Дальнейшая судьба Багирова была такой же, как у многих. Его сняли, изгнали из Баку и назначили заместителем начальника по кадрам объединения Куйбышевнефть. Летом 1956 года он стал главным обвиняемым на организованном в Баку закрыто?открытом процессе, посвященном трагедии 1937–1938 годов. Со слов моего доброго знакомого, присутствовавшего на суде, Мир?Джафар держался смело. Говорил, что всегда был и остается предан партии, неизменно проводил ее политику, что так же, как он, действовали в 30?е годы и члены нынешнего руководства (кивок в сторону Молотова, Хрущева, Микояна и некоторых других). Но судьба его была предрешена, он был расстрелян.
Из политической кухни этого периода запомнилось еще одно событие – вечерний звонок из Москвы поздней осенью 1952 года, вскоре после XIX съезда КПСС, второму секретарю ЦК Компартии Азербайджана.
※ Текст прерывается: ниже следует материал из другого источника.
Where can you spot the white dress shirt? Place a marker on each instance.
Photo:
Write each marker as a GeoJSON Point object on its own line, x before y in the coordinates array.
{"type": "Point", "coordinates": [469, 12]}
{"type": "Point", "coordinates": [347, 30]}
Он извещал, что Молотов и Микоян уже не являются всенародными кандидатами на выборах в Верховный Совет (ими неизменно бывали все члены Политбюро). Они, по воле Сталина, выразившего им недоверие, не вошли в Бюро (фактически новое название прежнего Политбюро) вновь созданного широкого Президиума ЦК, о чем нам, в руководстве Отдела пропаганды, известно не было. Соответствующее же указание вследствие какого?то разрыва бюрократической цепочки пришло с опозданием. И уже вывешенные на улицах города их портреты снимались той же ночью.
XIX съезд почему?то в памяти особенно не отложился, если не говорить о короткой речи Сталина. Впоследствии в Международном отделе ЦК я слышал, что основой для нее послужил подготовленный там проект тоста на приеме в честь иностранных гостей съезда. Но, как бы там ни было, речь носит явный след вмешательства руки самого Сталина. Он умел не только манипулировать людьми, но и разговаривать с «массами» на простом и убедительном языке искусство, почти утраченное сегодня. Недавно мне попалось на глаза его обращение к народу в связи с капитуляцией Японии: ясный, лаконичный текст, без обременяющих, ныне обязательных красивостей, заменяющих мысль и призванных скрыть ее дефицит. Мне подумалось, что, скажем, простая и в то же время емкая фраза обращения «Это означает, что наступил конец второй мировой войны» – сегодня звучала бы примерно так:. «Вторая мировая война, которая обожгла своим пламенем и обагрила кровью почти все континенты земли, унесла десятки миллионов жизней и причинила пародам неисчислимые страдания…» и т. д.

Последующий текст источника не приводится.